Cornell's IT policies exist to maintain, secure, and ensure legal and appropriate use of the university's information technology infrastructure. Security and privacy policies work together to provide the campus community with a high quality, trusted, and secure campus computing environment. They also help protect and secure property interests, data, and intellectual property.
The development, formulation, and promulgation of university-level IT policies requires coordination with the University Policy Office. See University Policy 4.1, Formulation and Issuance of University Policies.
University IT Policies
University IT Policies include:
- 5.0: Abuse of Computers and Network Systems
- 5.1: Responsible Use of Information Technology Resources
- 5.2 Mass Electronic Mailing: Policy (DFA website) | Procedures
- 5.3 Use of Escrowed Encryption Keys: Policy (DFA website)
- 5.4.1 Security of Information Technology Resources
- 5.4.2 Reporting Electronic Security Incidents
- 5.5 Stewardship and Custodianship of Electronic Mail
- 5.6 Recording and Registration of Domain Names: Policy (DFA website) | Procedures
- 5.7 Network Registry: Policy (DFA website) | Procedures
- 5.8 Authentication of IT Resources
- 5.9 Privacy of the Network
- 5.10 Information Security
Campus Code of Conduct
Violations listed under Policy 5.0: Abuse of Computers and Network Systems and Policy 5.1: Responsible Use of Electronic Communications are also violations of the Campus Code of Conduct.

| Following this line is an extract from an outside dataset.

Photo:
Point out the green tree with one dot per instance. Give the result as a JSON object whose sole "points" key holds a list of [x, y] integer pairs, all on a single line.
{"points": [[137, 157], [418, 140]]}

The Campus Code of Conduct sets forth standards of behavior that apply to all faculty, students, staff, and university-registered organizations. The Board of Trustees and the University Assembly each have authority over different sections of the Code, and the Code is amended from time to time to foster a safe and productive learning and living environment. Regarding computer usage, the Code of Conduct specifically makes it a violation "to recklessly or maliciously interfere with or damage, in violation of university rules, computer or network resources or computer data, files, or other information." The Code also makes it clear that "misappropriation of data or copyrighted materials, including computer software, may constitute theft." Violations of university policies, including computer usage policies, also constitute violations of the Code of Conduct.
Violations of the Campus Code of Conduct are handled by the Office of the Judicial Administrator according to the procedures defined in the Code. More serious incidents (e.g., felonies) may be turned over to local and/or federal law enforcement agencies, as appropriate. Individuals who feel they have been victimized by computer abuse violations may choose to refer the matter to the JA, or may choose to pursue the matter outside the university (for example, through the civil or criminal courts).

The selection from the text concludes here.